1. Use Wenet to train the ASR E2E Model

1.1 Pre-trained Model

We can Download the pre-compiled runtime wenet mode from the wenet github, since they already shared the pre-trained runtime model https://github.com/wenet-e2e/wenet/actions/runs/2175816175 their, so we can just use it instead of compile for ourselves.

Wenet supports the .zip model to decode the ASR outputs. If you do not need to train your model yourself, then you can try this step.

1.2 Self-trained Model

If you want to train your model, you can try to run an example project just like kaldi wsj examples. In Wenet, since it was created mostly for Chinese ASR tasks, so we will use a Chinese corpus to be the example. But Wenet still supports other languages like English, so if you still want to do it, it should be without any concern.

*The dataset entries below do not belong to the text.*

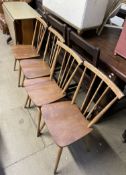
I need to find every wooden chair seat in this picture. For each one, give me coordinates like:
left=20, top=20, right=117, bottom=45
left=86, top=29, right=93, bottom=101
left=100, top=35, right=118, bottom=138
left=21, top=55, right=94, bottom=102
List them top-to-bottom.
left=12, top=45, right=40, bottom=60
left=20, top=59, right=50, bottom=79
left=25, top=77, right=65, bottom=107
left=41, top=101, right=92, bottom=147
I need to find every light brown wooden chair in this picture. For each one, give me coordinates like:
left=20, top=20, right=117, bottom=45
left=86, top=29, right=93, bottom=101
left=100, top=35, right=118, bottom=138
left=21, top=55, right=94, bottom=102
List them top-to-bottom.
left=11, top=18, right=48, bottom=70
left=18, top=27, right=65, bottom=86
left=24, top=41, right=83, bottom=136
left=41, top=61, right=124, bottom=173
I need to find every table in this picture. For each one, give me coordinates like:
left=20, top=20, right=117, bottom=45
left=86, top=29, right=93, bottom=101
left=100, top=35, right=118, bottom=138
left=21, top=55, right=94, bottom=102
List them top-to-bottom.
left=3, top=2, right=40, bottom=44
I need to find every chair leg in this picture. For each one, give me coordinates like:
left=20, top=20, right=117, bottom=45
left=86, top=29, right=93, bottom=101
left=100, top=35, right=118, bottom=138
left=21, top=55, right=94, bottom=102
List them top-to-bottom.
left=14, top=59, right=17, bottom=71
left=18, top=65, right=21, bottom=87
left=21, top=74, right=25, bottom=87
left=24, top=95, right=30, bottom=108
left=28, top=97, right=31, bottom=108
left=37, top=108, right=42, bottom=137
left=40, top=122, right=46, bottom=131
left=54, top=147, right=63, bottom=174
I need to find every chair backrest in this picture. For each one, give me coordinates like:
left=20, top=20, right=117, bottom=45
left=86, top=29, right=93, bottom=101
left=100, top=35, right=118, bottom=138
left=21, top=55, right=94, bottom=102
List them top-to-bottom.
left=32, top=18, right=48, bottom=53
left=43, top=27, right=65, bottom=68
left=67, top=28, right=100, bottom=67
left=50, top=41, right=83, bottom=93
left=72, top=61, right=124, bottom=127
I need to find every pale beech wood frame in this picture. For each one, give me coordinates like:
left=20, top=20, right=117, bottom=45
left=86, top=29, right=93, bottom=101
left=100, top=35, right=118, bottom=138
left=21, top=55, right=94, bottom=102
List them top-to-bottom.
left=32, top=17, right=48, bottom=54
left=19, top=26, right=65, bottom=86
left=25, top=41, right=83, bottom=136
left=50, top=41, right=82, bottom=93
left=40, top=60, right=124, bottom=174
left=71, top=61, right=124, bottom=127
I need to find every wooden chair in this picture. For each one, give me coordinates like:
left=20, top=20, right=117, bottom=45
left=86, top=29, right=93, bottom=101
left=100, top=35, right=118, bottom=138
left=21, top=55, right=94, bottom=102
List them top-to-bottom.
left=11, top=18, right=47, bottom=70
left=18, top=27, right=65, bottom=86
left=24, top=41, right=82, bottom=136
left=41, top=61, right=124, bottom=173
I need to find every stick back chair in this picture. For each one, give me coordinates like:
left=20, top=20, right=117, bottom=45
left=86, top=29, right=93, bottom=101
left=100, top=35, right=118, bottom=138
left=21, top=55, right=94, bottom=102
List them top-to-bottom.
left=11, top=18, right=47, bottom=70
left=18, top=27, right=65, bottom=86
left=24, top=41, right=83, bottom=136
left=41, top=61, right=124, bottom=173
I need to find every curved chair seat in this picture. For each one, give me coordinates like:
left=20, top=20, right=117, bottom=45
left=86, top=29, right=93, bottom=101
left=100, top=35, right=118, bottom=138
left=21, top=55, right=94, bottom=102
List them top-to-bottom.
left=20, top=59, right=50, bottom=79
left=24, top=77, right=50, bottom=87
left=25, top=77, right=65, bottom=107
left=41, top=101, right=92, bottom=147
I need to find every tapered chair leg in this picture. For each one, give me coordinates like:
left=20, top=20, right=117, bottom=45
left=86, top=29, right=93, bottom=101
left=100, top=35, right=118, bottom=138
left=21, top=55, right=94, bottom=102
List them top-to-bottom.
left=14, top=59, right=17, bottom=71
left=18, top=66, right=21, bottom=87
left=24, top=95, right=30, bottom=108
left=28, top=97, right=31, bottom=108
left=37, top=108, right=42, bottom=137
left=54, top=147, right=63, bottom=174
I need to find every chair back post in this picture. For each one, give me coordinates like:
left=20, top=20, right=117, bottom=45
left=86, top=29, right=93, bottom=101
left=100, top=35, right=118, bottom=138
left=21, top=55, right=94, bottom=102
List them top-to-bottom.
left=32, top=17, right=48, bottom=54
left=43, top=27, right=65, bottom=67
left=50, top=41, right=83, bottom=93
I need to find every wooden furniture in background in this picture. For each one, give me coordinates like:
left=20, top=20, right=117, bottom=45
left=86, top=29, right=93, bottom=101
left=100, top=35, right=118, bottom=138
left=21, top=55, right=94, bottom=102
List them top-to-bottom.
left=3, top=2, right=40, bottom=44
left=67, top=27, right=100, bottom=67
left=82, top=28, right=126, bottom=90
left=41, top=61, right=124, bottom=173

In all, this is just an example we can refer, the goal is to know how wenet train the ASR we want.

Here is the offical website for the trainning purposes, https://wenet.org.cn/wenet/tutorial_aishell.html

Also, with the LibriSpeech one: https://wenet.org.cn/wenet/tutorial_librispeech.html

2. Optionally Integrate with the Language Model (LM)

As we know, the wenet will output a TLG.fst decoding model, and then we can just use this model to integrate into the n-gram language model.

Since before we had the dictionary in tokens, but here we are dealing with the word level.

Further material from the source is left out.